Praja Foundation’s Damning Report Card
The Praja Foundation’s comprehensive report, covering 2017 to 2021, evaluated 220 out of 227 corporators, excluding mayors and those with incomplete terms. Only two secured an A grade (80-100 marks), 20 got a B (70-80), while a whopping 198—nearly 90%—received C, D, E, or F grades for scores below 70. The overall average score plummeted to 55.10%, down from 58.92% in the previous term (2012-2016).
Congress opposition leader Ravi Raja topped the charts as the best performer, followed by Shiv Sena’s Samadhan Sarvankar and BJP’s Harish Chheda.

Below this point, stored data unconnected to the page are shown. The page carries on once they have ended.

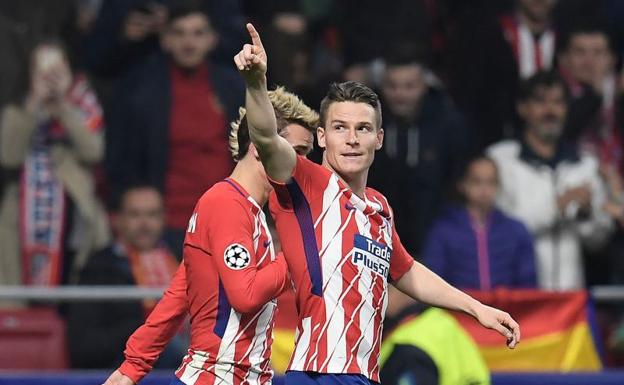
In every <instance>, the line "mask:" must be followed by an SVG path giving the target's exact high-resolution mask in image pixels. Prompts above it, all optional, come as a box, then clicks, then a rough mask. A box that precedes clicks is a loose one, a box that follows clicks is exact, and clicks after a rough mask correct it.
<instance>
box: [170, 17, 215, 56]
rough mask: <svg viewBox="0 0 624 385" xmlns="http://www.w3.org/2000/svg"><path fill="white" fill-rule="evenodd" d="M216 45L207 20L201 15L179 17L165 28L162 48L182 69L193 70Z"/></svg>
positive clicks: (214, 40) (212, 31)
mask: <svg viewBox="0 0 624 385" xmlns="http://www.w3.org/2000/svg"><path fill="white" fill-rule="evenodd" d="M216 43H217V38H216V35H215V33H214V32H213V30H212V28H211V27H210V23H209V21H208V19H206V17H205V16H204V15H202V14H199V13H197V14H191V15H188V16H185V17H181V18H179V19H177V20H175V21H173V22H172V23H171V25H170V26H169V27H168V28H167V30H166V32H165V34H164V36H163V39H162V46H163V49H164V50H165V51H167V52H168V53H169V54H171V56H172V58H173V60H174V62H175V63H176V64H178V65H179V66H180V67H183V68H195V67H197V66H198V65H199V64H201V63H202V61H203V60H204V59H205V58H206V56H207V55H208V53H209V52H210V51H212V49H213V48H214V47H215V45H216Z"/></svg>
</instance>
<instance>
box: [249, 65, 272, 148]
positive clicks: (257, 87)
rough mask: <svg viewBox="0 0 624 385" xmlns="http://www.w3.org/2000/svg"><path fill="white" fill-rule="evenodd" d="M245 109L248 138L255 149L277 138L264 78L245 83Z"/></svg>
mask: <svg viewBox="0 0 624 385" xmlns="http://www.w3.org/2000/svg"><path fill="white" fill-rule="evenodd" d="M245 108H246V110H247V123H248V126H249V136H250V138H251V140H252V142H253V143H254V144H255V145H256V147H261V146H263V145H265V144H266V143H268V142H270V141H271V140H274V138H275V137H276V136H277V121H276V119H275V111H274V110H273V105H272V104H271V100H270V99H269V93H268V90H267V83H266V77H263V78H262V79H260V80H258V81H257V82H254V83H253V84H250V82H248V83H247V90H246V93H245Z"/></svg>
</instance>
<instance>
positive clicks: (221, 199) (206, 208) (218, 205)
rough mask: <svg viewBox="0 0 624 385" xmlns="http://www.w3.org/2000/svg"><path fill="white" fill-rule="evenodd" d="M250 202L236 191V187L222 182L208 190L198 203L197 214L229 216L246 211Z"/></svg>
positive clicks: (201, 196)
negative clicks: (229, 214)
mask: <svg viewBox="0 0 624 385" xmlns="http://www.w3.org/2000/svg"><path fill="white" fill-rule="evenodd" d="M249 205H250V202H249V201H248V200H247V199H246V198H245V196H244V195H243V194H242V193H241V192H239V191H237V190H236V187H234V186H232V185H231V184H229V183H227V182H226V181H221V182H217V183H215V184H214V185H213V186H212V187H211V188H210V189H208V190H207V191H206V192H205V193H204V194H203V195H202V196H201V198H199V201H198V202H197V210H196V211H197V212H202V213H207V212H209V213H210V214H211V215H220V214H224V215H226V214H228V213H232V212H233V210H234V212H239V211H240V210H245V211H248V210H246V209H247V208H248V207H249Z"/></svg>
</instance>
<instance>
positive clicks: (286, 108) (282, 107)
mask: <svg viewBox="0 0 624 385" xmlns="http://www.w3.org/2000/svg"><path fill="white" fill-rule="evenodd" d="M269 100H271V104H272V105H273V110H274V111H275V118H276V119H277V132H278V134H281V133H282V130H283V129H284V128H285V127H286V126H288V125H289V124H292V123H297V124H300V125H302V126H303V127H305V128H306V129H308V130H309V131H310V132H312V133H314V132H315V131H316V128H317V127H318V125H319V114H318V113H317V112H316V111H314V110H313V109H312V108H310V107H308V106H307V105H306V104H305V103H304V102H303V101H302V100H301V99H299V97H298V96H297V95H295V94H293V93H291V92H288V91H286V90H285V89H284V87H277V88H276V89H275V90H273V91H269ZM246 112H247V111H246V110H245V107H240V108H239V109H238V119H236V120H235V121H233V122H231V123H230V134H229V137H228V145H229V149H230V153H231V154H232V158H233V159H234V160H236V161H239V160H240V159H241V158H242V157H243V156H245V154H246V152H247V151H246V150H245V151H242V152H243V154H242V156H241V150H240V146H239V136H240V135H239V131H241V130H247V131H248V128H247V120H246V119H245V115H246ZM246 138H247V140H246V141H247V142H248V141H249V140H248V138H249V134H248V133H247V134H246Z"/></svg>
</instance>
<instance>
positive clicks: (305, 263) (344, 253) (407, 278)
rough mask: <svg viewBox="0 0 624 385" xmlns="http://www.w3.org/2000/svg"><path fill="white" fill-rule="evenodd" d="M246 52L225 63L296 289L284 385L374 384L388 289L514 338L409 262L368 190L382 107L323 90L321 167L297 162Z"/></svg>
mask: <svg viewBox="0 0 624 385" xmlns="http://www.w3.org/2000/svg"><path fill="white" fill-rule="evenodd" d="M247 29H248V31H249V34H250V36H251V41H252V44H245V45H244V47H243V49H242V50H241V51H240V52H239V53H238V54H237V55H236V56H235V57H234V62H235V64H236V66H237V68H238V69H239V72H240V73H241V75H242V76H243V78H244V79H245V83H246V85H247V91H246V107H247V119H248V124H249V134H250V137H251V141H252V143H253V144H254V145H255V148H256V149H257V151H258V153H259V154H260V155H261V156H260V159H261V160H262V163H263V165H264V167H265V170H266V173H267V175H268V177H269V178H270V180H271V184H272V185H273V186H274V188H275V193H274V194H272V196H271V198H270V199H271V201H270V208H271V214H272V215H273V217H274V218H275V223H276V227H277V231H278V234H279V235H280V239H281V242H282V248H283V251H284V256H285V258H286V261H287V263H288V268H289V271H290V274H291V277H292V280H293V283H294V286H295V292H296V302H297V309H298V310H299V323H298V325H297V338H296V341H295V351H294V353H293V356H292V357H291V362H290V365H289V369H288V371H287V372H286V383H287V384H297V385H306V384H323V385H324V384H336V383H340V384H372V383H377V382H379V347H380V340H381V329H382V327H383V319H384V315H385V309H386V306H387V292H388V284H392V285H394V286H395V287H396V288H398V289H399V290H400V291H402V292H404V293H405V294H407V295H409V296H410V297H412V298H414V299H416V300H419V301H421V302H425V303H428V304H431V305H434V306H440V307H445V308H448V309H453V310H458V311H463V312H466V313H468V314H470V315H472V316H474V317H475V318H476V319H477V320H478V321H479V322H480V323H481V324H482V325H483V326H485V327H487V328H491V329H494V330H496V331H498V332H499V333H500V334H502V335H503V336H504V337H505V338H507V342H508V345H509V347H510V348H513V347H515V346H516V344H517V343H518V341H519V339H520V328H519V326H518V324H517V323H516V322H515V321H514V320H513V319H512V318H511V316H510V315H509V314H507V313H505V312H503V311H500V310H498V309H494V308H492V307H489V306H486V305H483V304H481V303H480V302H478V301H477V300H475V299H474V298H472V297H470V296H469V295H467V294H465V293H463V292H461V291H459V290H457V289H455V288H454V287H452V286H450V285H449V284H448V283H446V282H445V281H444V280H442V279H441V278H440V277H439V276H437V275H436V274H434V273H433V272H431V271H430V270H429V269H427V268H426V267H424V266H423V265H422V264H420V263H418V262H416V261H414V260H413V259H412V257H411V256H410V255H409V254H408V253H407V251H406V250H405V248H404V247H403V245H402V244H401V241H400V239H399V236H398V234H397V230H396V228H395V226H394V220H393V212H392V209H391V208H390V206H389V204H388V201H387V200H386V199H385V197H384V196H383V195H382V194H380V193H379V192H377V191H375V190H373V189H370V188H367V187H366V182H367V177H368V169H369V168H370V166H371V164H372V162H373V159H374V156H375V151H376V150H379V149H381V146H382V143H383V129H382V128H381V105H380V102H379V98H378V97H377V95H376V94H375V93H374V92H373V91H372V90H371V89H369V88H368V87H366V86H364V85H362V84H360V83H357V82H345V83H340V84H332V85H331V86H330V89H329V91H328V93H327V96H326V97H325V99H323V101H322V102H321V108H320V116H321V118H320V126H319V128H318V129H317V138H318V141H319V146H320V147H321V148H323V149H324V152H323V163H322V165H318V164H315V163H313V162H310V161H309V160H307V159H305V158H304V157H301V156H297V154H296V152H295V151H293V150H292V147H291V146H290V145H289V144H288V142H287V141H286V140H284V139H283V138H281V137H280V136H279V135H278V134H277V124H276V119H275V115H274V113H273V109H272V108H271V102H270V99H269V97H268V94H267V85H266V69H267V64H266V60H267V57H266V52H265V51H264V48H263V46H262V42H261V40H260V36H259V35H258V33H257V32H256V30H255V29H254V27H253V26H252V25H251V24H247Z"/></svg>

Congress corporators fared relatively better among parties, with Raja attributing their edge to “hard work and persistence” despite smaller numbers. BJP leader Vinod Mishra dismissed the findings, pointing to BMC corruption and expressing confidence in voter support come election time.
Praja’s metrics included attendance at committee meetings, questions raised on civic issues, and overall engagement. Attendance dipped alarmingly from 82.15% in 2017-18 to 73.70% in 2019-20, even before the pandemic. Questions posed to the administration declined year-on-year, signaling waning vigilance on citizen complaints.
Persistent Underperformance Amid Pandemic Challenges
The COVID-19 pandemic disrupted annual report cards, prompting Praja to consolidate data for the full tenure. Surprisingly, meetings increased by four per month during peak pandemic months, aided by digital tools, yet participation remained low. Praja director Milind Mhaske emphasized that corporators, as citizens’ representatives, must aggressively pursue complaints with the BMC administration—a role many neglected.
Systemic issues amplified the shortfall. Underperformance spanned most wards, with limited monitoring of corporator activities, poor documentation of local outcomes, and inefficiencies despite BMC’s massive annual budgets exceeding ₹52,000 crore in 2023-24. The civic body, criticized for corruption and pothole-plagued roads, generated surpluses of ₹3,000-4,000 crore yearly, yet infrastructure woes persisted, from shoddy roadworks to ignored police pleas for repairs.
Post-2022, when the term officially ended after Supreme Court delays over OBC quotas, former corporators claimed continued efforts sans funds. They focused on escalating issues like roads, sewage, and water to MLAs and bureaucrats, arranging citizen-bureaucrat meets. Colaba’s Makarand Narwekar highlighted streamlining resolutions via ward offices or MLA funds, underscoring a tenure marked more by survival than transformation.
Party Dynamics and What Hasn’t Changed
The 2017 elections delivered Shiv Sena 84 seats (rising to 99 via defections and bypolls), BJP 80, Congress 31, NCP 9, MNS 7, and others. The 2022 split left Uddhav Thackeray’s Shiv Sena with 55 loyalists and Eknath Shinde’s faction with 44. Recent ward reservations saw Sena (UBT) and BJP lose 30% of seats in lotteries, potentially reshaping alliances ahead of 2026.
Despite BMC’s financial muscle—allocating ₹2.19 lakh crore over a decade, outpacing some states—core problems endure. Potholes recur annually, traffic snarls worsen, and decentralization remains elusive. Praja founder Nitai Mehta called for introspection, urging technology-driven meetings, stakeholder coordination, and empowered local decision-making. A citizen activist echoed: “The city needs representatives with measurable accountability.”
Implications for 2026 BMC Polls
With polls set for January 15, 2026, alongside 28 other Maharashtra municipal corporations serving 3.48 crore urban voters, Praja’s review arms voters with data. No party uses formal report cards for candidate selection; alliances like BJP-Shiv Sena (Mahayuti) prioritize winnability. Yet, the report spotlights urgency for reforms: transparent dashboards, attendance mandates, and performance metrics.
Over seven years, little changed—Mumbai’s civic governance stayed top-heavy, under-scrutinized, and pothole-prone. Voters now hold the mandate to demand better, potentially flipping the script on corporator accountability in the ₹50,000-crore behemoth that is BMC.